Nelson algebras, residuated lattices and rough sets: A survey
Jouni Järvinen, Sándor Radeleczki, Umberto Rivieccio
TL;DR
The survey consolidates two decades of progress on Nelson algebras, illuminating their role as algebraic semantics for Nelson's constructive logic with strong negation and extending to N4-lattices and rough-set theory. It unifies representation by twist-structures, residuated-lattice formulations, and duality theories (Priestley/Esakia), while establishing a central representation: every Nelson algebra embeds into a rough-set-based Nelson algebra induced by a quasiorder, with finite quasiorder-based instances capturing all theorems. It also clarifies connections to related logics (substructural and paraconsistent) and shows how rough-set algebras provide robust, algebraically rich models (regular double Stone, Kleene, and Łukasiewicz-like structures) that underpin key completeness and definability results.
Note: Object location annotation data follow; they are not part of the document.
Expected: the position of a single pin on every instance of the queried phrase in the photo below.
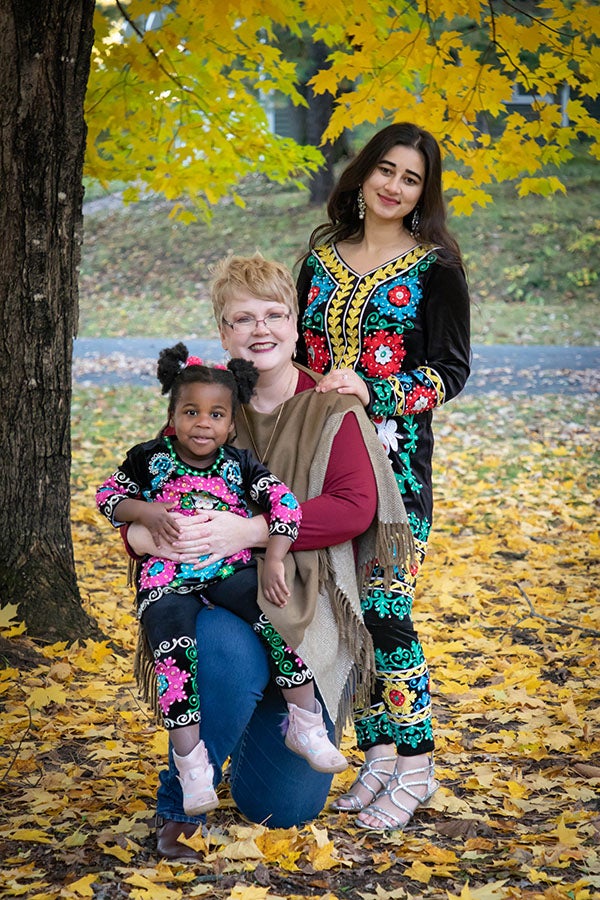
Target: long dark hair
(342, 208)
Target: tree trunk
(45, 49)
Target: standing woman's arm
(445, 369)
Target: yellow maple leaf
(82, 887)
(38, 698)
(248, 892)
(36, 835)
(420, 872)
(568, 837)
(120, 852)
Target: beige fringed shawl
(323, 619)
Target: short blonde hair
(262, 278)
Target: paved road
(507, 368)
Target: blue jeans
(242, 712)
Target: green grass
(532, 262)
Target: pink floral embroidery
(316, 351)
(156, 573)
(420, 399)
(170, 680)
(284, 505)
(399, 296)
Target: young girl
(192, 470)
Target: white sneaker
(196, 778)
(307, 736)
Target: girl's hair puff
(239, 377)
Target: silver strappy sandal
(390, 821)
(366, 770)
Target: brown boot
(167, 843)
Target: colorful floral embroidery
(316, 349)
(420, 399)
(399, 295)
(170, 679)
(156, 573)
(387, 432)
(383, 354)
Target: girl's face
(203, 422)
(394, 187)
(262, 331)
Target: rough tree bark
(45, 49)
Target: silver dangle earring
(414, 225)
(360, 202)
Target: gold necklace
(262, 458)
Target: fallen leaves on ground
(507, 611)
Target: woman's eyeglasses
(246, 324)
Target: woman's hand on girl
(217, 534)
(344, 381)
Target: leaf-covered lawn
(508, 613)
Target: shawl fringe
(144, 672)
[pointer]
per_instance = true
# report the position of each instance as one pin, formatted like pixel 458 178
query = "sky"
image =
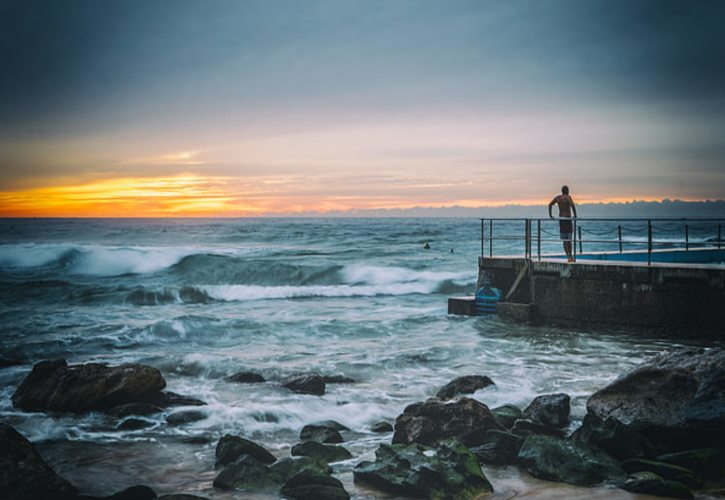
pixel 247 108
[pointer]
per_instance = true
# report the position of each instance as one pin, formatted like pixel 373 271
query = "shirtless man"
pixel 566 228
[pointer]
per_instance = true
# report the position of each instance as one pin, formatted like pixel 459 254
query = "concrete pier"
pixel 663 298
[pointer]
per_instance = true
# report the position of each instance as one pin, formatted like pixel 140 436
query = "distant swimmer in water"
pixel 566 227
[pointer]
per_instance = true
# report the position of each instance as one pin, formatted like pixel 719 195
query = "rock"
pixel 306 383
pixel 127 409
pixel 55 386
pixel 23 473
pixel 167 399
pixel 309 485
pixel 549 409
pixel 507 415
pixel 434 420
pixel 246 378
pixel 566 461
pixel 230 448
pixel 450 471
pixel 134 424
pixel 664 470
pixel 612 436
pixel 499 448
pixel 289 466
pixel 321 434
pixel 248 473
pixel 706 462
pixel 676 400
pixel 651 484
pixel 467 384
pixel 525 427
pixel 337 379
pixel 185 417
pixel 381 427
pixel 325 452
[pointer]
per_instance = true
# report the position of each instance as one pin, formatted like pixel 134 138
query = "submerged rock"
pixel 308 485
pixel 230 448
pixel 649 483
pixel 23 473
pixel 549 409
pixel 306 383
pixel 320 433
pixel 467 384
pixel 507 415
pixel 246 378
pixel 566 461
pixel 324 452
pixel 450 471
pixel 433 420
pixel 53 385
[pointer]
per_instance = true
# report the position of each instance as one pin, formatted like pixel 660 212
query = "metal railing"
pixel 643 234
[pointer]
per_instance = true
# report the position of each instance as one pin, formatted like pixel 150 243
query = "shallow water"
pixel 203 299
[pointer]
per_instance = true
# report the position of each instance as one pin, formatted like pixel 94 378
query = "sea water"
pixel 201 299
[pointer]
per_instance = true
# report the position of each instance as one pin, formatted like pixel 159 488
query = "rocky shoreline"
pixel 658 429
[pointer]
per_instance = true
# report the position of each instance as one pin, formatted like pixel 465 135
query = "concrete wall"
pixel 661 298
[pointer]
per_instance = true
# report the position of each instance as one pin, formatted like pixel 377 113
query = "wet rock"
pixel 566 461
pixel 507 415
pixel 23 473
pixel 677 400
pixel 306 383
pixel 705 462
pixel 127 409
pixel 449 471
pixel 168 399
pixel 612 436
pixel 337 379
pixel 185 417
pixel 53 385
pixel 325 452
pixel 434 420
pixel 248 473
pixel 289 466
pixel 664 470
pixel 309 485
pixel 320 433
pixel 134 424
pixel 549 409
pixel 467 384
pixel 381 427
pixel 524 427
pixel 498 447
pixel 246 378
pixel 651 484
pixel 230 448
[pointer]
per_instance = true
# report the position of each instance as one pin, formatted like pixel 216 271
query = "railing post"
pixel 619 230
pixel 649 242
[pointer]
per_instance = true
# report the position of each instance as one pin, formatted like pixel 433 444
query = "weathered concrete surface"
pixel 664 298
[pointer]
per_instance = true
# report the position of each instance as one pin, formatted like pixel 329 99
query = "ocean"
pixel 201 299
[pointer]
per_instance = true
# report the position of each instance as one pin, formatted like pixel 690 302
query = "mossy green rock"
pixel 566 461
pixel 324 452
pixel 449 471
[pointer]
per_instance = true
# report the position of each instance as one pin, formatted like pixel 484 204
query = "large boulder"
pixel 566 461
pixel 468 384
pixel 23 473
pixel 677 400
pixel 53 385
pixel 449 471
pixel 549 409
pixel 434 420
pixel 230 448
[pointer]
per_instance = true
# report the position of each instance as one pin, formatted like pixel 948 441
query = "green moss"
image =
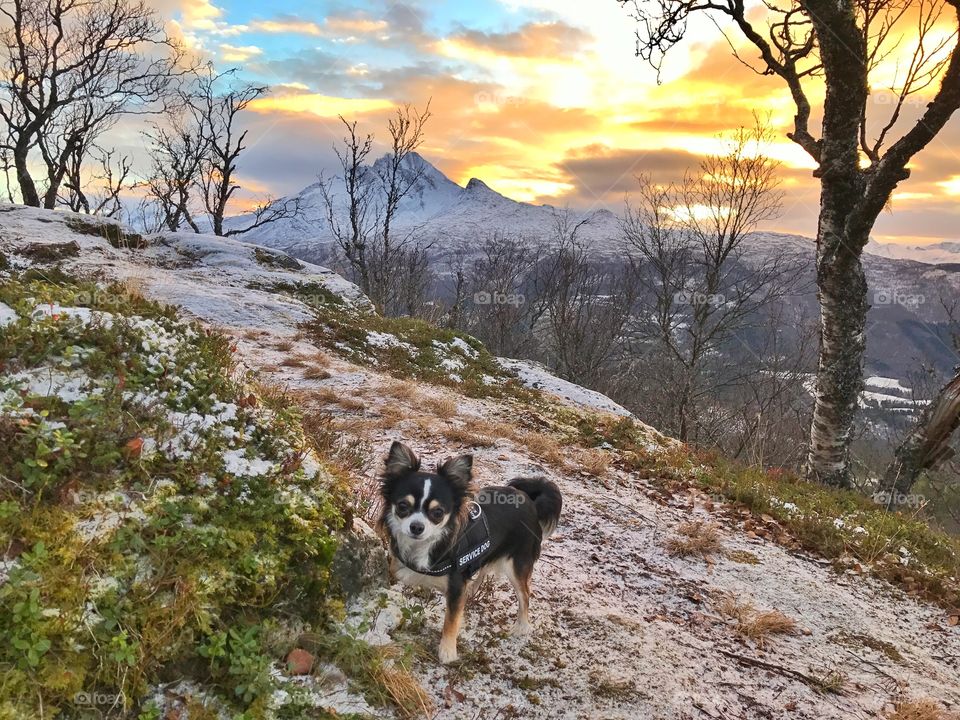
pixel 111 232
pixel 276 259
pixel 313 294
pixel 140 553
pixel 840 525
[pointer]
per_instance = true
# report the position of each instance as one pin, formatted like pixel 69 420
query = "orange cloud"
pixel 318 105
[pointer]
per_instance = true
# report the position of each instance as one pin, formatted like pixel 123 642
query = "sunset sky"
pixel 543 100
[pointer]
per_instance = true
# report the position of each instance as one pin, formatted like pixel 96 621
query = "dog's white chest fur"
pixel 415 553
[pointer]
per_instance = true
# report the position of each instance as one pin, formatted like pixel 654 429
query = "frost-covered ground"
pixel 622 628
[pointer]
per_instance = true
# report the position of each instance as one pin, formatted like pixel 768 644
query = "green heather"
pixel 166 522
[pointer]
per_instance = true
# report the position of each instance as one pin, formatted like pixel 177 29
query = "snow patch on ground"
pixel 534 375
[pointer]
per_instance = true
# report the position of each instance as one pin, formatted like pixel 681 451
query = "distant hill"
pixel 906 322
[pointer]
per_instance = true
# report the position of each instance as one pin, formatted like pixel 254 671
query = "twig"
pixel 789 672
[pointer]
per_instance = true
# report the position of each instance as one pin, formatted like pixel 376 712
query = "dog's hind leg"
pixel 456 599
pixel 519 575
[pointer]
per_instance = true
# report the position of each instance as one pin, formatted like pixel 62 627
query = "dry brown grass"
pixel 756 625
pixel 348 402
pixel 443 406
pixel 491 428
pixel 921 709
pixel 465 435
pixel 398 389
pixel 425 425
pixel 595 462
pixel 331 396
pixel 695 538
pixel 325 396
pixel 321 360
pixel 410 697
pixel 314 372
pixel 332 441
pixel 133 286
pixel 544 447
pixel 390 416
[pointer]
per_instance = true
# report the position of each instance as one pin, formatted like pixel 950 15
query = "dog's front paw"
pixel 521 629
pixel 448 653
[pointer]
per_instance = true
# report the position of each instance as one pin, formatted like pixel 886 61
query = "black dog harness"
pixel 467 553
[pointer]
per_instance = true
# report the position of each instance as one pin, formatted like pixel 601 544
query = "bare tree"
pixel 503 308
pixel 216 104
pixel 71 68
pixel 362 219
pixel 588 303
pixel 101 194
pixel 699 298
pixel 177 151
pixel 836 44
pixel 927 445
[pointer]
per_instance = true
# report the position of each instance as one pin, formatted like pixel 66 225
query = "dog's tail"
pixel 546 500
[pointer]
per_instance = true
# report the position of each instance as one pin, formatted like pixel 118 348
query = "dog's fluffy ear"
pixel 401 459
pixel 458 470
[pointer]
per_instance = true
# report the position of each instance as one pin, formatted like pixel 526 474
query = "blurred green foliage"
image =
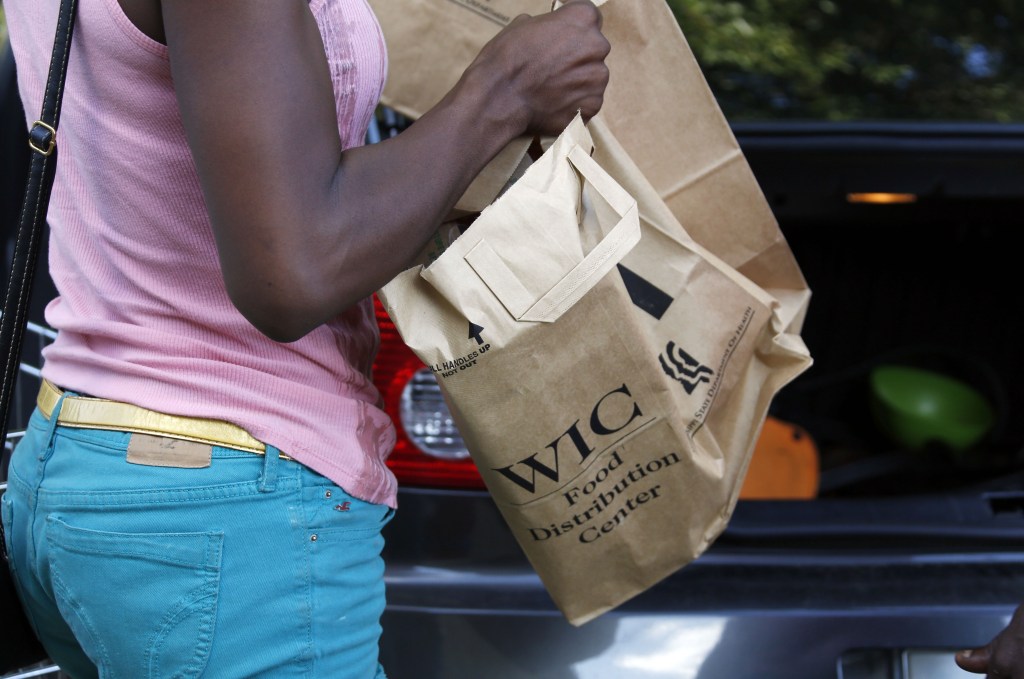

Overall, the work demonstrates how algebraic, topological, and rough-set methods cohere to advance understanding of Nelson-type logics and their applications in duality and rough-set theory.
Abstract
Over the past 50 years, Nelson algebras have been extensively studied by distinguished scholars as the algebraic counterpart of Nelson's constructive logic with strong negation. Despite these studies, a comprehensive survey of the topic is currently lacking, and the theory of Nelson algebras remains largely unknown to most logicians. This paper aims to fill this gap by focussing on the essential developments in the field over the past two decades. Additionally, we explore generalisations of Nelson algebras, such as N4-lattices which correspond to the paraconsistent version of Nelson's logic, as well as their applications to other areas of interest to logicians, such as duality and rough set theory. A general representation theorem states that each Nelson algebra is isomorphic to a subalgebra of a rough set-based Nelson algebra induced by a quasiorder. Furthermore, a formula is a theorem of Nelson logic if and only if it is valid in every finite Nelson algebra induced by a quasiorder.